The first year I met my husband, we had a tomato-growing contest. We spent one lovely spring morning in his backyard, scratching in the earth and planting our seeds (surprisingly romantic). The sprouts took on a symbolic meaning and I poured my energies each weekend into nurturing, weeding, and fertilizing.
He ignored them and watched football most weekends
His tomatoes, planted in a nice spot exposed to sun and rain, were left alone. He checked in on them regularly, making sure they were safe, but not interfering with nature. My tomatoes, flooded with love and nurture, all primped and preened and spoiled rotten, were lousy. His were amazing.
The renovation made me think about the tomatoes because for kids and tomatoes, there is some magic balance between nurture and neglect. (I realize neglect is the wrong word—it sounds ugly but I think that is why I like using it.) Put it this way: there is a fine line between mothering and smothering.

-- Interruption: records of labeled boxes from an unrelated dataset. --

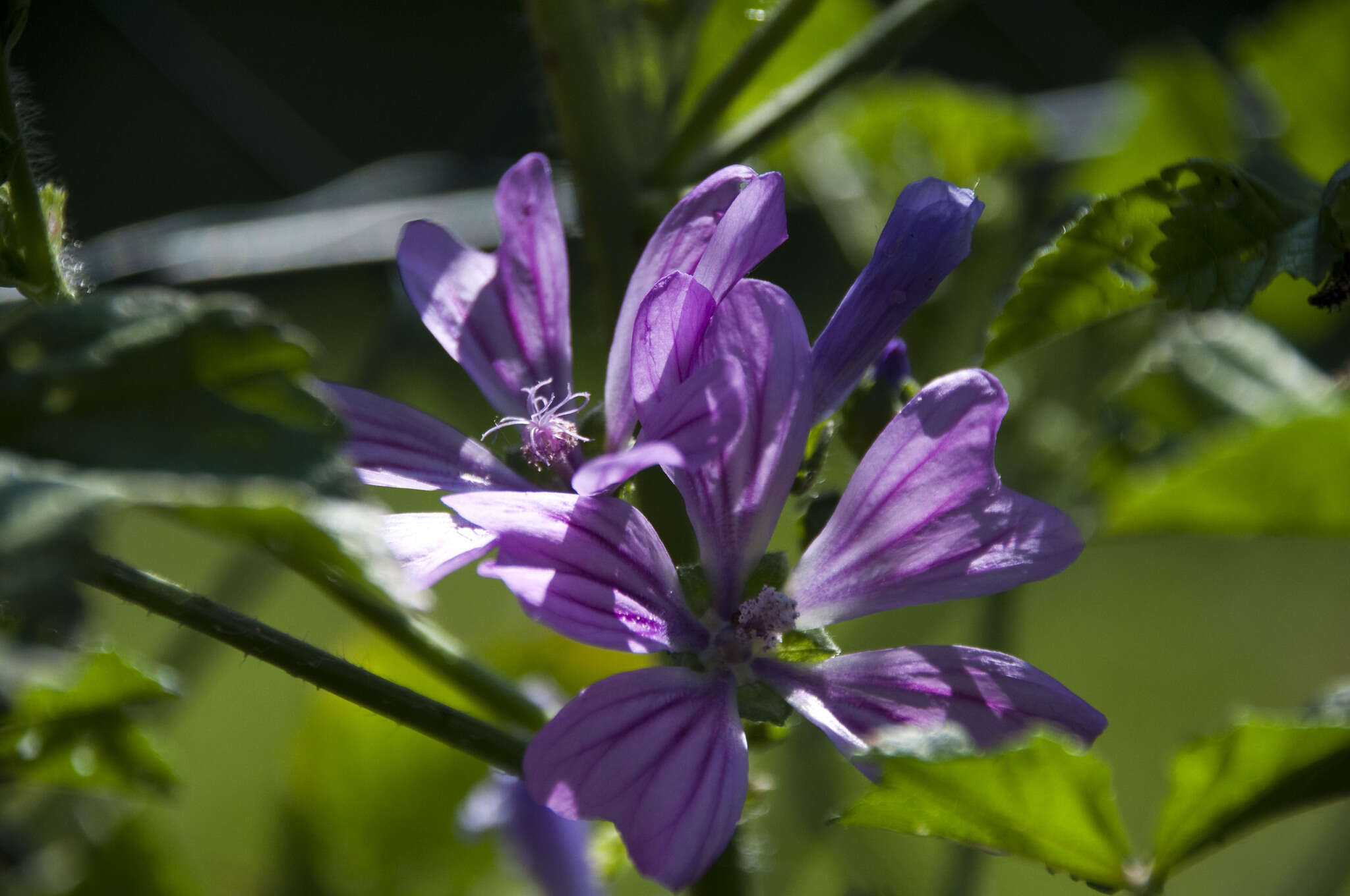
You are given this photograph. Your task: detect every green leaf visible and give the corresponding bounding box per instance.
[1104,410,1350,537]
[840,737,1130,889]
[0,652,175,792]
[0,289,357,497]
[774,629,840,663]
[1153,715,1350,883]
[984,179,1171,364]
[736,681,792,726]
[1153,159,1324,310]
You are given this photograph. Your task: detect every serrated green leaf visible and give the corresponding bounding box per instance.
[736,681,792,726]
[1104,410,1350,537]
[774,629,840,663]
[1153,717,1350,881]
[0,652,175,792]
[984,179,1172,364]
[840,737,1130,888]
[1153,159,1324,310]
[0,289,357,497]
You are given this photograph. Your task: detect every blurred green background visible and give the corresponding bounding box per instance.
[5,0,1350,896]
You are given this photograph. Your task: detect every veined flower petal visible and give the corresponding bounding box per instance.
[605,165,777,451]
[811,177,984,420]
[398,152,572,416]
[667,279,811,618]
[443,491,709,653]
[525,667,749,889]
[784,370,1082,629]
[752,645,1105,757]
[379,513,497,588]
[324,383,531,491]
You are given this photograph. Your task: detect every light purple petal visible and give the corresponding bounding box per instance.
[667,279,811,618]
[786,370,1082,629]
[505,779,601,896]
[324,383,532,491]
[631,271,717,418]
[443,491,709,653]
[811,177,984,420]
[496,152,572,390]
[752,646,1105,756]
[693,171,787,301]
[379,513,497,588]
[525,667,749,889]
[398,154,571,416]
[605,165,756,451]
[572,441,686,495]
[572,359,747,495]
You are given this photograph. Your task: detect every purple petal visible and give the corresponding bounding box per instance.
[525,667,749,889]
[398,155,571,414]
[811,177,984,420]
[496,152,572,389]
[379,513,497,588]
[694,171,787,301]
[605,165,756,451]
[324,383,531,491]
[631,271,717,418]
[505,779,601,896]
[786,370,1082,629]
[752,646,1105,756]
[443,491,709,653]
[667,279,811,618]
[572,359,745,495]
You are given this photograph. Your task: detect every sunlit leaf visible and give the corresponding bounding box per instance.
[984,179,1171,364]
[1153,714,1350,880]
[1105,410,1350,537]
[0,652,175,792]
[840,737,1130,888]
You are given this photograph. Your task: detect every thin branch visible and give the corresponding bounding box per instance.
[655,0,819,184]
[81,555,525,775]
[675,0,958,181]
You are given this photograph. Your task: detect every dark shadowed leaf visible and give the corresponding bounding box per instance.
[840,737,1130,889]
[1153,707,1350,881]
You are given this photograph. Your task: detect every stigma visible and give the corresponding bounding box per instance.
[483,376,590,470]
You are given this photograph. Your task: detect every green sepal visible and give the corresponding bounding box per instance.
[796,490,841,551]
[741,551,790,600]
[736,681,792,726]
[792,418,836,495]
[774,629,840,663]
[675,563,713,619]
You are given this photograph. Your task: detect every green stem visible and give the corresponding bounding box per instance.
[0,16,74,302]
[653,0,819,184]
[322,582,548,730]
[686,0,958,181]
[82,555,525,775]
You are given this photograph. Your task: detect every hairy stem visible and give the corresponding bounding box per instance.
[0,12,74,302]
[82,555,525,775]
[686,0,958,181]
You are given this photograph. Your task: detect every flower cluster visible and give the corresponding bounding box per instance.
[329,157,1105,888]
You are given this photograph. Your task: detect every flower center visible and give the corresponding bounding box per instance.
[483,376,590,470]
[710,586,798,664]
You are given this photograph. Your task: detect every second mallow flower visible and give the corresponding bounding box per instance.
[444,370,1105,889]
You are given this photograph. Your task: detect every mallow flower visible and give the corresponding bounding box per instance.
[443,181,1105,889]
[328,154,787,588]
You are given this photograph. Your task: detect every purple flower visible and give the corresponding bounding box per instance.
[446,370,1105,889]
[444,181,1105,889]
[459,772,601,896]
[330,154,787,587]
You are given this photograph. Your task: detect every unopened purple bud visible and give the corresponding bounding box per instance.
[875,336,910,390]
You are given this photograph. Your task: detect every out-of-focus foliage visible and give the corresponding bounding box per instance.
[0,652,177,793]
[840,737,1130,891]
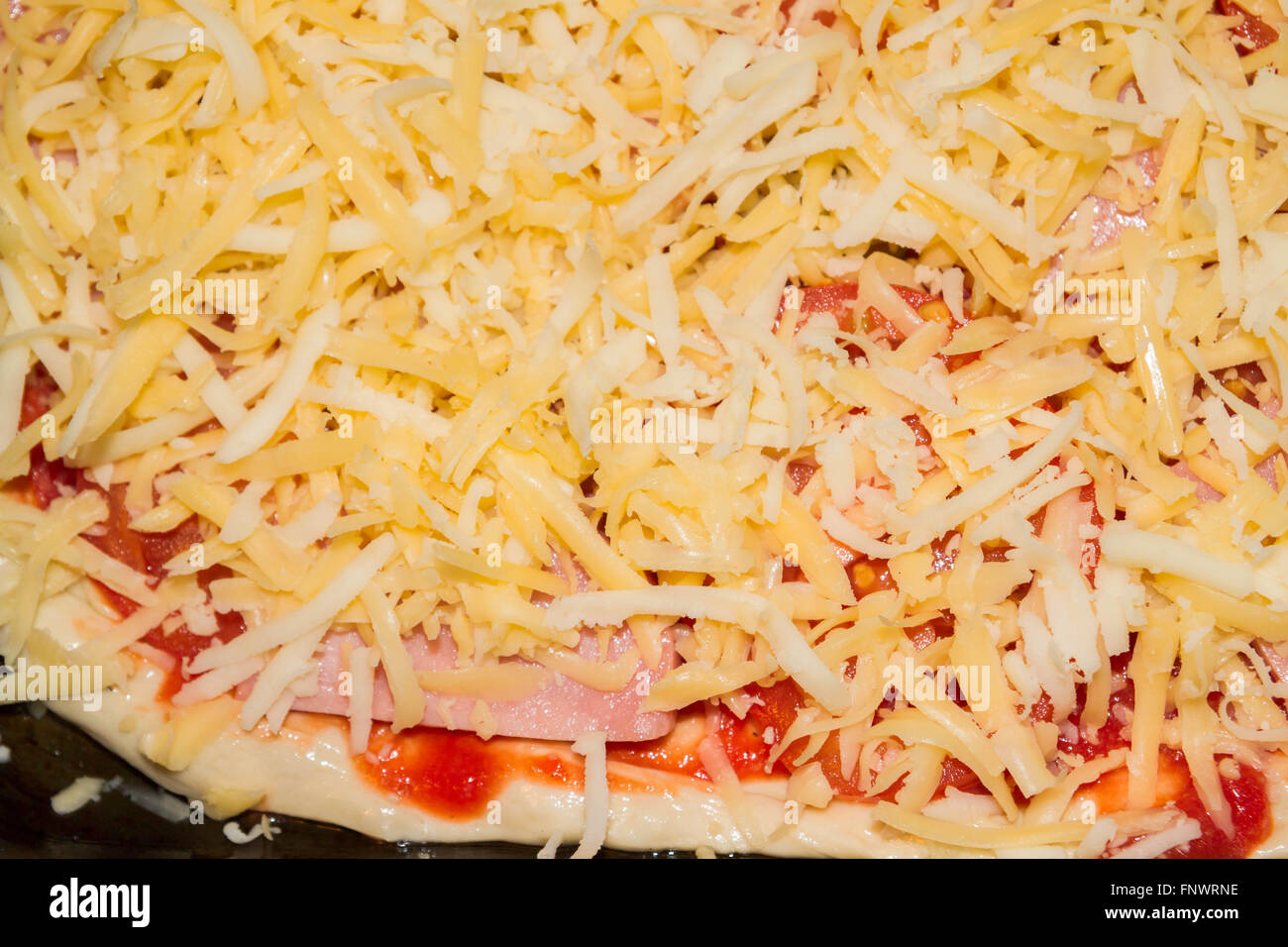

It takes courage to leave your kids alone—more courage than I usually have. If they know they are loved, it’s often the right thing to do. I thank the renovation for forcing me to let the kids fend for themselves more than I otherwise would.
The greatest challenge of parenting is allowing kids to develop self-reliance and independence while knowing they are loved and supported.
I was busy through the renovation and had less hands-on time with the kids. I missed them. It made me really focus on improving the quality of my time with the kids. I made sure it was intense, fun and loving.
The rest of the time they were left to their own devices. Lo and behold, the older two became attentive shepherds to their younger siblings. They developed a whole bunch of games that all five of them could play. They became better friends. The middle boy, following the lead of his older siblings, became a voracious leader. The five year old learned to ride her bike and now explores the neighbourhood on wheels.
I am really proud of them. There is a part of me that thinks if I had had more time last year, they might not be doing as well. Like my husband’s tomatoes, they got just the right amount of love and sunshine—all on their own.